Stephanie Lee Lynn-Huey
'Every bit of this degree will be so worth it at the end of the day...'
Stephanie’s studies have given her the rewarding experience of helping young children and adult clients improve their speech and swallowing abilities.
‘I really enjoy building new relationships and rapport with all my clients. It is always about improving their quality of life to make sure that the issues that they have acquired does not stop them from enjoying life to the fullest,’ she says.
After her first visit to New Zealand when she was seven, Stephanie leapt at the opportunity to return from Malaysia for university study.
Following her gap year experience volunteering at a centre for children with autism, Stephanie decided on the Speech and Language Pathology degree to make a career out of helping others.
‘During my time at the centre, I fell in love with how I was able to help the children make small changes in their life that would contribute and further develop their skills into future adulthood. I wanted a job that allowed me to give back to the community and made me feel that my time spent was all worthwhile. Every small improvement counts!’
To help prepare for her journey at university and in New Zealand, Stephanie began by taking courses through the UCIC programme for international students.
‘It was scary at first, but once you get into the routine it was much better. I would recommend it to other students as it helps you ease into university life later on.’
The Speech and Language Pathology degree involves both theoretical and practical work developing the skills to best help clients in their swallowing and speech difficulties, which Stephanie says was made easier with support from the Speech-Language community at UC.

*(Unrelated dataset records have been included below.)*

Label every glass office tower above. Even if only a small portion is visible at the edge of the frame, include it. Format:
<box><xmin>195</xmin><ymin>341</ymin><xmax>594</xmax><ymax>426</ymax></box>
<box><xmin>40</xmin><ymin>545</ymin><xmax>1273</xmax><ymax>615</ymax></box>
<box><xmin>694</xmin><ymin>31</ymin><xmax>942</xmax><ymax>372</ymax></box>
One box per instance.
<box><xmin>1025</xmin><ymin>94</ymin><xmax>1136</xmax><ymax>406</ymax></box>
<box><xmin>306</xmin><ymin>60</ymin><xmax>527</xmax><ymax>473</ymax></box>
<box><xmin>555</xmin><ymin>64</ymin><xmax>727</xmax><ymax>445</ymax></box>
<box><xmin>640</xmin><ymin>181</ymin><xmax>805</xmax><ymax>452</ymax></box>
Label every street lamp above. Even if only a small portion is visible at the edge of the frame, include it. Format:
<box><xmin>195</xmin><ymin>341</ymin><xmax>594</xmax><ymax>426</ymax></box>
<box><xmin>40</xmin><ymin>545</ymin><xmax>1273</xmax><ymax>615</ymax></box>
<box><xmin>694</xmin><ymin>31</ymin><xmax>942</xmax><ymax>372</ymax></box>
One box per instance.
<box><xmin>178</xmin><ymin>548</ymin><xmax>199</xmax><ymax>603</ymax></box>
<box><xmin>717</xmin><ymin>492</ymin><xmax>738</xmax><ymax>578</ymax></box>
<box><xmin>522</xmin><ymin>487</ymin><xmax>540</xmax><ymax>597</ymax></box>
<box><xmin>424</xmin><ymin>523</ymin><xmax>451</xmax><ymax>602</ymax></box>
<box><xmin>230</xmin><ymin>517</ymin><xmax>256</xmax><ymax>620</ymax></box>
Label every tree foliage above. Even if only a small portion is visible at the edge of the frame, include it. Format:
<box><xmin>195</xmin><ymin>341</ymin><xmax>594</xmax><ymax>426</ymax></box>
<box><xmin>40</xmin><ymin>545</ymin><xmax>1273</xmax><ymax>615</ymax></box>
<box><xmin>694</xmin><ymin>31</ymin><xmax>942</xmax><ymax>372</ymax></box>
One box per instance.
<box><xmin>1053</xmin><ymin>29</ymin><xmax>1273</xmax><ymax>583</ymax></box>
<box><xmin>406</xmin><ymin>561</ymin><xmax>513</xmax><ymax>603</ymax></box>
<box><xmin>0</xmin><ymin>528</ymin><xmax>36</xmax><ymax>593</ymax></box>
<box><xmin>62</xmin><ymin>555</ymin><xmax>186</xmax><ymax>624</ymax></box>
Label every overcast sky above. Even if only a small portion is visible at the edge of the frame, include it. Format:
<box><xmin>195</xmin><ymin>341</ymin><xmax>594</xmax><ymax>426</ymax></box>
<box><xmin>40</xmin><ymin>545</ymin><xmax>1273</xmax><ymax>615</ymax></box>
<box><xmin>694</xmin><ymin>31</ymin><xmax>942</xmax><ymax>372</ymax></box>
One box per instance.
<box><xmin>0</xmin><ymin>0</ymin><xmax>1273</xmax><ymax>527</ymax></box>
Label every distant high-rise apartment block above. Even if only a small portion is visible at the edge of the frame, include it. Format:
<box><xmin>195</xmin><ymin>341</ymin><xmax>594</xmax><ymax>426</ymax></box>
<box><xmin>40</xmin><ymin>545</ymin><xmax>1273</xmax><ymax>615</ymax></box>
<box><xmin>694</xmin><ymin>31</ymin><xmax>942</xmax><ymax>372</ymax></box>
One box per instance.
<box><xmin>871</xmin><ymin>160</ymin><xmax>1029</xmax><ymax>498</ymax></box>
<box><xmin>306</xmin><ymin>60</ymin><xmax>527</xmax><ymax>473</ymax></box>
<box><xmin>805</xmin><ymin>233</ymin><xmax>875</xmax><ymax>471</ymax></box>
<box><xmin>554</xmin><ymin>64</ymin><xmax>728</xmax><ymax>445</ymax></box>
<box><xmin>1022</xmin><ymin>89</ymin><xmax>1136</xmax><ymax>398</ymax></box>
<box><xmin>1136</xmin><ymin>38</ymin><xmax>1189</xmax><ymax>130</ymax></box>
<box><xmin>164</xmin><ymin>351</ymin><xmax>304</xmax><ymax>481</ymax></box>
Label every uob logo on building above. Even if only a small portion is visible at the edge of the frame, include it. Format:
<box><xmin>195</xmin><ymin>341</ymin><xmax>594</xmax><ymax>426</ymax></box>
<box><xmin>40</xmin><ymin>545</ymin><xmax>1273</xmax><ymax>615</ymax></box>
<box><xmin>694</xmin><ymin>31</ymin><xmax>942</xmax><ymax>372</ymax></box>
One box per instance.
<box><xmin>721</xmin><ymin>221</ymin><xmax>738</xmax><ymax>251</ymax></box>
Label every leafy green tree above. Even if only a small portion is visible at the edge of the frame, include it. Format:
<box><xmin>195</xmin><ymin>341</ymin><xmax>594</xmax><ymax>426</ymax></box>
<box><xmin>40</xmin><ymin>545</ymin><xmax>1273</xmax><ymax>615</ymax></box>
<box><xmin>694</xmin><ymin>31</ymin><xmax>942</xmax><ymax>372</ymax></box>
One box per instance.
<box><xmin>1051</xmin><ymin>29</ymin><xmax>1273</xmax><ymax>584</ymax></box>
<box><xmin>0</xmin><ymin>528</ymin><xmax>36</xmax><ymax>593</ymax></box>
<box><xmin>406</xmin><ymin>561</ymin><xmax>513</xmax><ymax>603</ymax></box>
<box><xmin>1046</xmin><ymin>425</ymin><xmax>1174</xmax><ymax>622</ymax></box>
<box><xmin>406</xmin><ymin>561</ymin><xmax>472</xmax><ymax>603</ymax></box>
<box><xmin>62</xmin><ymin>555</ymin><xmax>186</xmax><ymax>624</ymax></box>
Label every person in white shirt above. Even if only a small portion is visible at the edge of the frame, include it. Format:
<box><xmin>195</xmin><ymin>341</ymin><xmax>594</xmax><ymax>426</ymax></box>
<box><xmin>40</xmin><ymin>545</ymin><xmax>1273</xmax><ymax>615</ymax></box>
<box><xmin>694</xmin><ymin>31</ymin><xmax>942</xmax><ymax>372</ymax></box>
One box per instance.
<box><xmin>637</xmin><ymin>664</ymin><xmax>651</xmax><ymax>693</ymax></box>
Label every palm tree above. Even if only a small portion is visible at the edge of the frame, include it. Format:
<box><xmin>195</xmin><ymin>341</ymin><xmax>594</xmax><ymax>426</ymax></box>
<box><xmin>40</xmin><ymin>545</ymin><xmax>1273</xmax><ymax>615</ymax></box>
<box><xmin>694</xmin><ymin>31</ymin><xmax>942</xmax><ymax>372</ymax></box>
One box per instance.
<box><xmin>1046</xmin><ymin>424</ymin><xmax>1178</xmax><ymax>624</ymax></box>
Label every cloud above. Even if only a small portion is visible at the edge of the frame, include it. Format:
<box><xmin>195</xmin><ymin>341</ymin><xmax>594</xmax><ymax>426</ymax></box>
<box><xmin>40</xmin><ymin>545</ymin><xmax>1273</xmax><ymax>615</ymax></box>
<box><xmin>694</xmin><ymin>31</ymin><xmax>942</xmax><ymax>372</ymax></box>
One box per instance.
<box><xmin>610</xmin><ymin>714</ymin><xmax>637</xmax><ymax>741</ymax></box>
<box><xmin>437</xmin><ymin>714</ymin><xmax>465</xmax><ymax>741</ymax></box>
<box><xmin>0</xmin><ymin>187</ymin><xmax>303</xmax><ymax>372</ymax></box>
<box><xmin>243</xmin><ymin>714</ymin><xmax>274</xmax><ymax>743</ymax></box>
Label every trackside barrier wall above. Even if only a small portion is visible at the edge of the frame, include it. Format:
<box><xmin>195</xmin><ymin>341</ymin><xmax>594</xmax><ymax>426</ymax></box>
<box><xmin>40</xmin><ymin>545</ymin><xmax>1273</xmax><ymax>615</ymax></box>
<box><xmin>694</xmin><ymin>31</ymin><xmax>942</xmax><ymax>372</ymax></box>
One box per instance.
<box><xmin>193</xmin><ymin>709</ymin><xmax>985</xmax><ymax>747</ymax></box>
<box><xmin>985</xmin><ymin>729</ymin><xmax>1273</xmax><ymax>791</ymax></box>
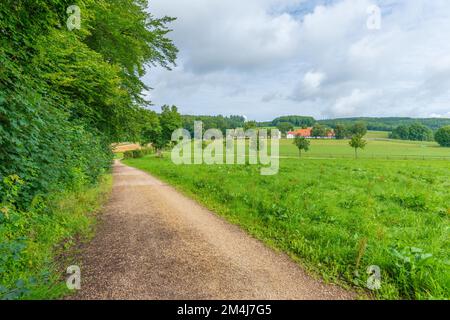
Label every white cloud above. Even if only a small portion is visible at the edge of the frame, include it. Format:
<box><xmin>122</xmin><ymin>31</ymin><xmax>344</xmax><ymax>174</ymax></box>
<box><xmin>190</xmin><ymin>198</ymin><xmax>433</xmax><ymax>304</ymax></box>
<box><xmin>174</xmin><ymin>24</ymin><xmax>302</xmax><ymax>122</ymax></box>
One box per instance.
<box><xmin>146</xmin><ymin>0</ymin><xmax>450</xmax><ymax>120</ymax></box>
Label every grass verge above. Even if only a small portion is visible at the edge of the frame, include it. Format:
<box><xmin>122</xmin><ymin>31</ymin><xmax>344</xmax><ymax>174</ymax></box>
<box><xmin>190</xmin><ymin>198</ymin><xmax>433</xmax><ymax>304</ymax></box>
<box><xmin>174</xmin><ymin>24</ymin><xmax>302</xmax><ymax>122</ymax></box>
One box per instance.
<box><xmin>124</xmin><ymin>156</ymin><xmax>450</xmax><ymax>299</ymax></box>
<box><xmin>0</xmin><ymin>174</ymin><xmax>112</xmax><ymax>300</ymax></box>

‘The Department is so close knit and the lecturers have so much experience in the speech therapy field to share with the students. My degree is also very well structured because we get so much hands-on experience working in the field through clinical placements.

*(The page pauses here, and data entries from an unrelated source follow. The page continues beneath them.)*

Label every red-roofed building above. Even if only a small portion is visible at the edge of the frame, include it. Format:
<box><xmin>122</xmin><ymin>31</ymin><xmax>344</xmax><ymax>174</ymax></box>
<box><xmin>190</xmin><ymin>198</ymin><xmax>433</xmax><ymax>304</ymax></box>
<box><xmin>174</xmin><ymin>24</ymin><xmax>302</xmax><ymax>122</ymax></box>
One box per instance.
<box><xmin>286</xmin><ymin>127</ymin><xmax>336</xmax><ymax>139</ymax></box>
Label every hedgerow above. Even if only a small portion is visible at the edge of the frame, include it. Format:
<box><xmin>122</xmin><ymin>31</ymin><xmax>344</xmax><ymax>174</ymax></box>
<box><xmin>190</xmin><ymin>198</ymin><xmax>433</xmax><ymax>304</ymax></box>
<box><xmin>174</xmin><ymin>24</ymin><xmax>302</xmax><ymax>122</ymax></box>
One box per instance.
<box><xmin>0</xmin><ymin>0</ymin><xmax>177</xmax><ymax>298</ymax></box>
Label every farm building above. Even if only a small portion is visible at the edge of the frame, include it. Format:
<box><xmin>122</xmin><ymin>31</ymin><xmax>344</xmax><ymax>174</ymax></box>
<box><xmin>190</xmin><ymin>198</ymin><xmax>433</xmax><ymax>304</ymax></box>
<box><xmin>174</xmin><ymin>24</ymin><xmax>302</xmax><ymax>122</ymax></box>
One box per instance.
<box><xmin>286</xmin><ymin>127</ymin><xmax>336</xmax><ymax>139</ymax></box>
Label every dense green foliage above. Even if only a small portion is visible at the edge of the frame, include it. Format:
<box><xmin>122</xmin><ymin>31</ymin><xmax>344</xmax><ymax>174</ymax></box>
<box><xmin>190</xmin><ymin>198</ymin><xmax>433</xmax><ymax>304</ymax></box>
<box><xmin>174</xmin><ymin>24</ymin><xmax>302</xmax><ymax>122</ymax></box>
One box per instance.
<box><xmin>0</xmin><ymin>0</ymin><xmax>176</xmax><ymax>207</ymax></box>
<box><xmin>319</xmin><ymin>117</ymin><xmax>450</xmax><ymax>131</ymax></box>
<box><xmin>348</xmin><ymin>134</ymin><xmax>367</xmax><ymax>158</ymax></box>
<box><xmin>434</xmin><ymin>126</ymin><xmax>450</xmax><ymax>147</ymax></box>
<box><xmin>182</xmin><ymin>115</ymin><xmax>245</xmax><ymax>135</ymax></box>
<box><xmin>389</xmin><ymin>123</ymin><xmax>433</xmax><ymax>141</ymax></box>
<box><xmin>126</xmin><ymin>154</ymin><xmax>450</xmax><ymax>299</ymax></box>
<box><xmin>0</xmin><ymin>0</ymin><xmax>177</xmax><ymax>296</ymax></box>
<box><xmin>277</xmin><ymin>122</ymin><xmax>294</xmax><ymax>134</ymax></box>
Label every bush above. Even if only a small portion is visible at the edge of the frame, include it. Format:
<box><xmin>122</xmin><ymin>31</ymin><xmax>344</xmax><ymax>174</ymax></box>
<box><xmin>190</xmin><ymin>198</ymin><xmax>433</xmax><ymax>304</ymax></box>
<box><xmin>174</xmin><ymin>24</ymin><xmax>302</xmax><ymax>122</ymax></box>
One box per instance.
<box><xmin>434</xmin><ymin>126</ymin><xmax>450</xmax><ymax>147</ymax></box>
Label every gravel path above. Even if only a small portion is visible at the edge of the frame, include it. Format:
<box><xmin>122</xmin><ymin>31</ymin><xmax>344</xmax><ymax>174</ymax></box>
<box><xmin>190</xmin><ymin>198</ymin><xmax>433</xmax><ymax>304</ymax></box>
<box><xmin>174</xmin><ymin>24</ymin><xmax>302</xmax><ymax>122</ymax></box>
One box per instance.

‘Every bit of this degree will be so worth it at the end of the day,’ she says.
Receiving support with her visa when first arriving, counselling from the UC Health Centre, and free group fitness classes at the UC Rec Centre were also a huge help for Stephanie in her transition to university studies. In her spare time, she was also a member of the Speech Society and Canterbury Malaysian Students’ Association.

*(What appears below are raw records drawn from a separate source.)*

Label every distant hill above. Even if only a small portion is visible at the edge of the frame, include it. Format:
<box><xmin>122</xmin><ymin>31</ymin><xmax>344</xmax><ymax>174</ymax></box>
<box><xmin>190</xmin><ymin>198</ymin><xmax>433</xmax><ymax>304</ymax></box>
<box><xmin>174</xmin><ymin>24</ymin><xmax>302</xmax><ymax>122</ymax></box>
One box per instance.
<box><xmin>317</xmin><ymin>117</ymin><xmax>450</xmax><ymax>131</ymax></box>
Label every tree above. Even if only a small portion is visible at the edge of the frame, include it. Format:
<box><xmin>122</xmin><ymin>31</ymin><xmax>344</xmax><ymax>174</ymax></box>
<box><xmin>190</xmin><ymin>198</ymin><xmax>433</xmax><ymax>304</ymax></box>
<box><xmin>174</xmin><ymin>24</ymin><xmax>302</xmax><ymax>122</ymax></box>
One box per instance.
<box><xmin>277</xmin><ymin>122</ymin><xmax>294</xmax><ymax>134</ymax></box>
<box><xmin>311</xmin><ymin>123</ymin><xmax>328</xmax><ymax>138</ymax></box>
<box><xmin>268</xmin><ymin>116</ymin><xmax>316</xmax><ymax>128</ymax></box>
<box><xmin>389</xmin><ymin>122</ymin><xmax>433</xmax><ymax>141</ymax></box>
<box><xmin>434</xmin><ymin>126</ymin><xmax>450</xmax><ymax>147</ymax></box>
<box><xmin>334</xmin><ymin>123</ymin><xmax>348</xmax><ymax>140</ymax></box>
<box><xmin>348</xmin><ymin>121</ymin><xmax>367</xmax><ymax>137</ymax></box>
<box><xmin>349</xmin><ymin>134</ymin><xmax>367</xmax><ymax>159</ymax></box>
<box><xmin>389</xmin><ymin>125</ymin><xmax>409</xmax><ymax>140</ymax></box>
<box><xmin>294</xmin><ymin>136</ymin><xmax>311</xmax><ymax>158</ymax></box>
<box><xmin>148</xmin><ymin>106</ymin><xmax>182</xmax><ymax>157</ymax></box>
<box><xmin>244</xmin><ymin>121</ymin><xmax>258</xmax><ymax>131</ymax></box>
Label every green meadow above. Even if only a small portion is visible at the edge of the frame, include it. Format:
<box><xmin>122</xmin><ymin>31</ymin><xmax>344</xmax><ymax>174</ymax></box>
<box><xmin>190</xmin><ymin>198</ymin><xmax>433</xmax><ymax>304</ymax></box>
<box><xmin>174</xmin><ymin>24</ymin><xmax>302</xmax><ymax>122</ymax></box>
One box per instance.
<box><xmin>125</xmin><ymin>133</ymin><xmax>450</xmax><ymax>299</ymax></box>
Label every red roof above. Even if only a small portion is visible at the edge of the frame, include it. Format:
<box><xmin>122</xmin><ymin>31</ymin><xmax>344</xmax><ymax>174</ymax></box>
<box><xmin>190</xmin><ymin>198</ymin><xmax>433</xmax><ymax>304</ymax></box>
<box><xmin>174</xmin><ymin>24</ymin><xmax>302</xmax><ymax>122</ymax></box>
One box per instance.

‘The community in Christchurch is relatively small and very supportive in so many ways. I have formed my own Christchurch family here which I rely on for support. They are the people that makes Christchurch feels like home, enhancing my overall experience as an international student.’
Stephanie hopes to go onto a fulfilling career as a speech-language therapist, working with children and adults with communication or swallowing difficulties.